I find it rather weird that mathematics is usually thought to people on a historical basis. It’s likely possible for a 4th century Alexandrian mathematician to teach it in a modern primary school and get decent results. An 18th century Venetian tutor could carry the curriculum all the way up to high school. I’ll grant they might need a week or two to brush up on sets and some modern notation.
On the other hand, Darwin or Huxley would most get fired within the week if they tried to teach high school biology. The great Aristotle would be unable to introduce a 1st grader to any of the sciences; Despite his works in the precursors of modern science remaining foundational more than a millennium after his death.
Mathematical knowledge retains validity over time to a great extent. When it seldom become irrelevant or poorly formulated, it’s nonetheless still valid.
The obvious hypothesis as to why this is true is that mathematics is rather “pure” compared to many/all other fields.
That’s boring, I’ve come up with a second, more interesting and much more scandalous hypothesis.
Mathematical abstractions are very leaky
In case the terms is unfamiliar to you, a leaky abstraction is an abstraction that leaks the details that it’s supposed to abstract away.
Take something like sigma summation (∑), at first glance it look like an abstraction, but it’s too leaky to be a good one. Why is it leaky ? Because all the concept it “abstracts” over need to be understood in order to use the sigma summation. You need to “understand” operations, operators, numbers, ranges, limits and series.
For another example take integrals (∫), where the argument for leakiness can be succinctly state. To master the abstraction one needs to understand all of calculus and all that is foundational to calculus (also known as “all of math” until 60 years ago or so).

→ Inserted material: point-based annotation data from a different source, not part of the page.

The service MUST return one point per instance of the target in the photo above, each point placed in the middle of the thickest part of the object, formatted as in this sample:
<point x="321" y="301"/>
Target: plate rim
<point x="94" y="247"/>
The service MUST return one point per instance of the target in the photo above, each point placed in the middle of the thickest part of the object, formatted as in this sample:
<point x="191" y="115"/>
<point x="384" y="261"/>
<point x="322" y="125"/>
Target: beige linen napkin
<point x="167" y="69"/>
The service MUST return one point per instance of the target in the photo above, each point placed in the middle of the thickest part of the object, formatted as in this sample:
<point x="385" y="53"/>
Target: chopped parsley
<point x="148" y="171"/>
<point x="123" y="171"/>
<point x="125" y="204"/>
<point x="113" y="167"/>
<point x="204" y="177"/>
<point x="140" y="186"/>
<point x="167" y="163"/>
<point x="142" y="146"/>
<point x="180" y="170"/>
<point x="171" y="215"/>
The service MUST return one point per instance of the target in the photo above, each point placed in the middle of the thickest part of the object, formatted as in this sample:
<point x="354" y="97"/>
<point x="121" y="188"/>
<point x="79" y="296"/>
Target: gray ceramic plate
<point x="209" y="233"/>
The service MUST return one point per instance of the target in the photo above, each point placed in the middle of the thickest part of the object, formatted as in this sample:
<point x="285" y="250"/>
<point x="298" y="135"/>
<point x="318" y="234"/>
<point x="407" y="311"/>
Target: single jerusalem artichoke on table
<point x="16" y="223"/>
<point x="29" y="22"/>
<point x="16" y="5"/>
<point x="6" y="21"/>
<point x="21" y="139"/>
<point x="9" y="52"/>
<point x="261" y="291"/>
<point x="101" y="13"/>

A leaky abstraction is the rule rather than the norm in mathematics. The only popular counterexample that comes to mind are integral transform (think Laplace and Fourier Transforms). Indeed, any mathematician in the audience might scoff at me for using the word “abstraction” for what they think of as shorthand notations.
Why ? Arguably because mathematics has no such thing as an “observation” to abstract over.

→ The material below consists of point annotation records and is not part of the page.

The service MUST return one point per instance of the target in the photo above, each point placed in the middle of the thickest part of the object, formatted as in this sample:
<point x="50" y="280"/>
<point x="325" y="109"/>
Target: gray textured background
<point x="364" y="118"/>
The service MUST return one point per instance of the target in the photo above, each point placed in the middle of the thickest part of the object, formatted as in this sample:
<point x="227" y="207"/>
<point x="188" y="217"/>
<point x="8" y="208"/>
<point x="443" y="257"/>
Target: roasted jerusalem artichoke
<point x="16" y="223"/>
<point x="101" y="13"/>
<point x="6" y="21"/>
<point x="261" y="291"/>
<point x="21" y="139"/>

Science has the advantage of making observations, it sees that X correlates with Y in some way, then it tries to find a causal relationship between the two via theory (which is essentially an abstraction).
Darwin’s observations about finches were not by any means “wrong”. Heck, most of what Jabir ibn Hayyan found out about the world is probably still correct. What is incorrect or insufficient are the theoretical frameworks they used to explain them.

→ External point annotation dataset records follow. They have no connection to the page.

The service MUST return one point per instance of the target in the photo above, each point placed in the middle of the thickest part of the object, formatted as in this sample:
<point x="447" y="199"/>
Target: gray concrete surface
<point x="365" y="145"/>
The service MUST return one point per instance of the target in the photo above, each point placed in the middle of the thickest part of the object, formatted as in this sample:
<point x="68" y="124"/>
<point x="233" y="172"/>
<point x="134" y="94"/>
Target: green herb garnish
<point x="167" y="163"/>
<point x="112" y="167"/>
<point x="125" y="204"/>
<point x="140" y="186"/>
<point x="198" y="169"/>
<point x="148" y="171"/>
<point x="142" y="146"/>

Alchemy might have described the chemical properties and interactions of certain type of matter quite well. We’ve replaced it with the Bhoring model of chemistry simply because it abstracts away more observations than alchemy.
Thinking with competition, sexual reproduction, DNA, RNA and mutations explains Darwin’s observations. This doesn’t make his original “survival of the fittest” evolutionary framework was “wrong”. It just makes it a tool that outlived it’s value.
So mathematics ends up being “leaky” because it has not such thing as an “observation”. The fact that 2 * 3 = 6
is not observed, it’s simply “known”. Or… is it ?
The statement 95233345745213 * 4353614555235239 = 414609280180109235394973160907
is just as true as 2 * 3 = 6
.
Tell a well educated ancient Greek: “ 95233345745213 times 4353614555235239 is always equal to 414609280180109235394973160907, this must be fundamentally true within our system of mathematics”… and he will look at you like you’re a complete nut.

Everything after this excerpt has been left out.